AzureML and PowerBI compatible endpoint error - "list index out of range"

Ed Lockhart 1 Reputation point
2020-10-15T14:17:48.233+00:00

I have produced a model that is deployed as an ACI, which I can send data to via the REST API in python using the code described here (https://learn.microsoft.com/en-us/azure/machine-learning/how-to-consume-web-service?tabs=python#call-the-service-python).

However I have ran into a problem producing a PowerBI compatible endpoint which requires an inference schema described here (https://learn.microsoft.com/en-us/azure/machine-learning/how-to-deploy-advanced-entry-script#power-bi-compatible-endpoint).

I have adapted the input samples as required and the deployment goes ahead fine and is displayed as healthy. Checking the JSON, all seems fine with the schema. However when I try to send some data using the first script using the REST API, all that is returned is "list index out of range". All that has changed is the addition of the inference schema entry script.
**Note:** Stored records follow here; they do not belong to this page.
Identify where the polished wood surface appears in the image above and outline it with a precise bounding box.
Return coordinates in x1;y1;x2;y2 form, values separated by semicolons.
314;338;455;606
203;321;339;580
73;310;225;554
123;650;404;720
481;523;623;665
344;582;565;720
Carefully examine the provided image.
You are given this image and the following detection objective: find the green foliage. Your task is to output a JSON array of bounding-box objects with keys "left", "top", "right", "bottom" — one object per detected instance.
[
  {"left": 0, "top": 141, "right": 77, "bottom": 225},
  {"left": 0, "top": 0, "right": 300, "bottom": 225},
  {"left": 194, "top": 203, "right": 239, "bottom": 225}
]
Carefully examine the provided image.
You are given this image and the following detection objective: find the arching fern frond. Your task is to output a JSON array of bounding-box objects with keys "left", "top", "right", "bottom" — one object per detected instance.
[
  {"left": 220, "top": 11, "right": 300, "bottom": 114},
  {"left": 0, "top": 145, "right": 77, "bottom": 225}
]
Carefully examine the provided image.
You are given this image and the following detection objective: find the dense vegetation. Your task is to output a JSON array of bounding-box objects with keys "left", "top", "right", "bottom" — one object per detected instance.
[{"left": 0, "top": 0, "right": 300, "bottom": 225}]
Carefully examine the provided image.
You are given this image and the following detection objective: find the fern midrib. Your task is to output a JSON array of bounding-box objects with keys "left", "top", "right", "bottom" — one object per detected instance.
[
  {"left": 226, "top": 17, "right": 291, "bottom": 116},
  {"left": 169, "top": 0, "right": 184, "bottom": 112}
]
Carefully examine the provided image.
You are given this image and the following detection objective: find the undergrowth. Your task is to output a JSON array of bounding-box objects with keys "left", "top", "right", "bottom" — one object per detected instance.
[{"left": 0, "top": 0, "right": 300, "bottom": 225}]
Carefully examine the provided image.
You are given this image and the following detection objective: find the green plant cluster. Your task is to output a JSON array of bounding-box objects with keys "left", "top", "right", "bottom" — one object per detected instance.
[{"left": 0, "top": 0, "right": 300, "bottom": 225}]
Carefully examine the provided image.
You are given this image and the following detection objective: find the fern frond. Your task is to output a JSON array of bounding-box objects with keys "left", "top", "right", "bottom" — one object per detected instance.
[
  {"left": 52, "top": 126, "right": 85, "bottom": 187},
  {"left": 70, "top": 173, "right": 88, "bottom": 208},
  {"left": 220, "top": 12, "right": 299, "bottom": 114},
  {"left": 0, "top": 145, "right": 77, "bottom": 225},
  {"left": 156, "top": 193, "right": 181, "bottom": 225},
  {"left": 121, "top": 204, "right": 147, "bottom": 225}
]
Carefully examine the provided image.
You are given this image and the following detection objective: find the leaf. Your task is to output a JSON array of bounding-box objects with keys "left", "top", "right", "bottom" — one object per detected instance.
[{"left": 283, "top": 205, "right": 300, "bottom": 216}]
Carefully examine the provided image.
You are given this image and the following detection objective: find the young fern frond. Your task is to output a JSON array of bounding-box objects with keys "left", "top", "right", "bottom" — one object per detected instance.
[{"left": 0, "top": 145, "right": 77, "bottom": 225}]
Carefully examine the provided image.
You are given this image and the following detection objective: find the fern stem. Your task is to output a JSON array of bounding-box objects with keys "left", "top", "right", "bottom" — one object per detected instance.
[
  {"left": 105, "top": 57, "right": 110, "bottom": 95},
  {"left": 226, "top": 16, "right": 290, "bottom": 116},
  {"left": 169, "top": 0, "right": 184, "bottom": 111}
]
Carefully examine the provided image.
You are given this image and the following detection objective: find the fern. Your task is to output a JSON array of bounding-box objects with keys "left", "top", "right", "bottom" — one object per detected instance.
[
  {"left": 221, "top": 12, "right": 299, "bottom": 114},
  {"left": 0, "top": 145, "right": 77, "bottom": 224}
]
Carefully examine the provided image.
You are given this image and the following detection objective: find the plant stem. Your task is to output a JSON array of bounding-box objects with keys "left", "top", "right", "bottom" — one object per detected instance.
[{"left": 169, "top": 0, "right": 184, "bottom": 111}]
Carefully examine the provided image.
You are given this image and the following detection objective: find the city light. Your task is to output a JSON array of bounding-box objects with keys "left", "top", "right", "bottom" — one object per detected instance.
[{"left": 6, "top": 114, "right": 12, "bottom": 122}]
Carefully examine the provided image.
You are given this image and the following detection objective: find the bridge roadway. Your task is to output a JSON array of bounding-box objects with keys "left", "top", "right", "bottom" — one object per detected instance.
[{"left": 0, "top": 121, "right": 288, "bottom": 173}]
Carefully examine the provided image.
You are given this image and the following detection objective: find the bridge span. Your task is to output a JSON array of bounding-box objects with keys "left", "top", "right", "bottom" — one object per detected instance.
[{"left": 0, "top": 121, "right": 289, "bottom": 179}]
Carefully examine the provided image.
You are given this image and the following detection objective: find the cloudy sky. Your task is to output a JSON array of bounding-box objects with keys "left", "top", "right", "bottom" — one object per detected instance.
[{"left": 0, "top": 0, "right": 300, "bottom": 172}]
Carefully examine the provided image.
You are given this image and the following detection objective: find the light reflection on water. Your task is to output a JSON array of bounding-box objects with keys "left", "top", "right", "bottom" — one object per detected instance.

Any idea what might be causing this error? I have tried to change a variety of things to do with the data being sent and the entry script but it always ends with the same error.

Thanks

EDIT:

I should also clarify that the model returns a probability output of each class using a wrapper for .predict() which works fine before adding this PowerBI compatibility.

class SklearnModelWrapper(mlflow.pyfunc.PythonModel):  
        def __init__(self, model):  
            self.model = model  
        def predict(self, model_input):  
            return self.model.predict_proba(model_input)  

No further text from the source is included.